The level of control that San Fransisco based companies have over the platforms that world leaders use to communicate does not sit well particularly with those outside of the US. While many people within the US agreed that turning off Trump’s account in 2021 was a good idea, international leaders viewed the decision with alarm. If Silicon Valley can fire the world’s most powerful president from social media, does that make them the most powerful group of individuals in the world?
On the other side of the free speech aisle is the CCP - who is very openly and brazenly pro-censorship. They maintain the great firewall and are Machiavellian in their approach to top down media control. There are no legal protections on speech in China.
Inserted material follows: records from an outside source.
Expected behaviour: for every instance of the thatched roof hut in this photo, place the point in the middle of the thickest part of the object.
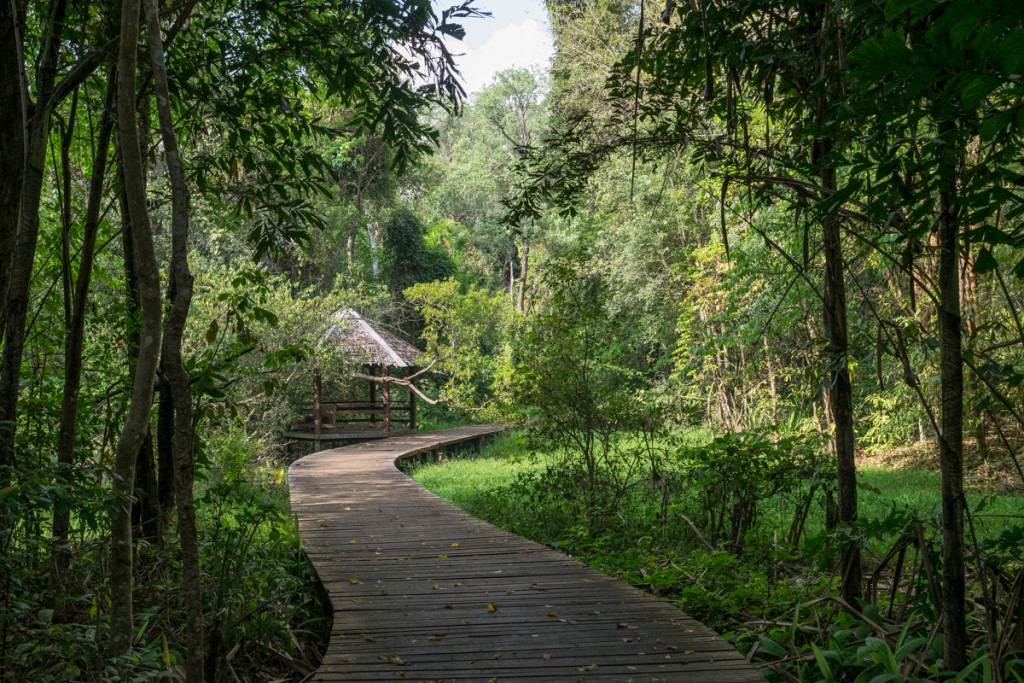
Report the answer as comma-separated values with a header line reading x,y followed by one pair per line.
x,y
369,343
364,343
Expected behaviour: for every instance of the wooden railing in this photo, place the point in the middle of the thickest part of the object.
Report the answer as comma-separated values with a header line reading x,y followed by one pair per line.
x,y
335,416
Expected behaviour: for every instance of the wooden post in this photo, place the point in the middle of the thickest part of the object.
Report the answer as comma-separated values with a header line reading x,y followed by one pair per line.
x,y
373,397
386,395
317,411
412,408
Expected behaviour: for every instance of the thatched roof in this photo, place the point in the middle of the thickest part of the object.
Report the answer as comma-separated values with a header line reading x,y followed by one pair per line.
x,y
370,343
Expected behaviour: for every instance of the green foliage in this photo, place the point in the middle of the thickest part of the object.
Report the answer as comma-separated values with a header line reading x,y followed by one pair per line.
x,y
409,260
733,476
463,336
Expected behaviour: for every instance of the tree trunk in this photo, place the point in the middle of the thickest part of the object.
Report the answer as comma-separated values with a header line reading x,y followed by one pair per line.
x,y
523,266
25,249
177,376
73,348
951,441
840,389
13,122
373,251
137,421
165,452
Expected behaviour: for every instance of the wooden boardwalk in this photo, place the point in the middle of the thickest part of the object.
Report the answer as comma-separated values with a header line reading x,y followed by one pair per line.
x,y
423,592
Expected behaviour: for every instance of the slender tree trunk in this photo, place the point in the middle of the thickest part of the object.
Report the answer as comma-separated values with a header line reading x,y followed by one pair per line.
x,y
523,267
74,343
373,251
137,421
165,451
25,250
951,441
13,121
177,376
840,390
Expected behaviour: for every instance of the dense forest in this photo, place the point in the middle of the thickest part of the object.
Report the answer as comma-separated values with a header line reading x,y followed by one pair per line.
x,y
748,275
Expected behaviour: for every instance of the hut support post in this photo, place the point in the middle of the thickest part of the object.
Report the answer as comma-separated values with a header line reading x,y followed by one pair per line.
x,y
373,397
317,409
412,409
386,395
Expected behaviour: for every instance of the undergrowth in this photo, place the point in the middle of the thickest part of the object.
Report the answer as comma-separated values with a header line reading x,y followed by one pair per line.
x,y
733,531
263,615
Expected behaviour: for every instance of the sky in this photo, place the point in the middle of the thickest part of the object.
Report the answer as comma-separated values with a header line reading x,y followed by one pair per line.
x,y
517,34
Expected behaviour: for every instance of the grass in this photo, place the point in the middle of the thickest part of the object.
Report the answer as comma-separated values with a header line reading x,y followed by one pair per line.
x,y
463,480
742,592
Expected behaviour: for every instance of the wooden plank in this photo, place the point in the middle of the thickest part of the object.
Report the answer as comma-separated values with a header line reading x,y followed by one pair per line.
x,y
422,591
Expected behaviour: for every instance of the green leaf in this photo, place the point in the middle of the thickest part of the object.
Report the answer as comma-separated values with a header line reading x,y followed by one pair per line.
x,y
770,646
211,333
984,261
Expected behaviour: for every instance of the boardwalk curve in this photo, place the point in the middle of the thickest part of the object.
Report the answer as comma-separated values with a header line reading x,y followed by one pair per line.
x,y
421,591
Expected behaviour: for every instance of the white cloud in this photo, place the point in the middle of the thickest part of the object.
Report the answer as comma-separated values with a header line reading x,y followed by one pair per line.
x,y
522,45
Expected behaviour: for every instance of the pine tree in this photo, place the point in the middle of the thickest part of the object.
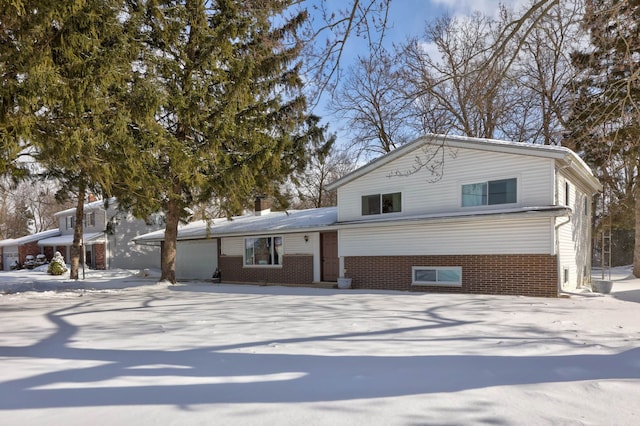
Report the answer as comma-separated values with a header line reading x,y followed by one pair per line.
x,y
217,109
71,59
605,122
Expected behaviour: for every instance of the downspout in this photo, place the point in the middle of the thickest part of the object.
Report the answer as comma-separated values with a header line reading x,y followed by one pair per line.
x,y
559,225
559,264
The main issue with censorship, over the long term, is that constraints on speech lead to constraints on truth & ideas. Knowledge evolves largely via speech. Through the creation of new explanations of how the world works, and through the thoughtful criticism of those ideas. These are things that more decentralized social media can and will help to evolve.
This does not mean that web3 social entrepreneurs won’t be responsible for complying with local laws regarding speech. But it does mean that global free speech will be largely unstoppable over the long term. For a government to limit free speech, it will have to execute an all out assault on blockchain technology. But blocking it will mean losing out on one of the largest innovations in the history of technology.
After all - crypto can’t help but be a political innovation, and we’ll see that it leads to immense commercial & political shifts in the coming decades.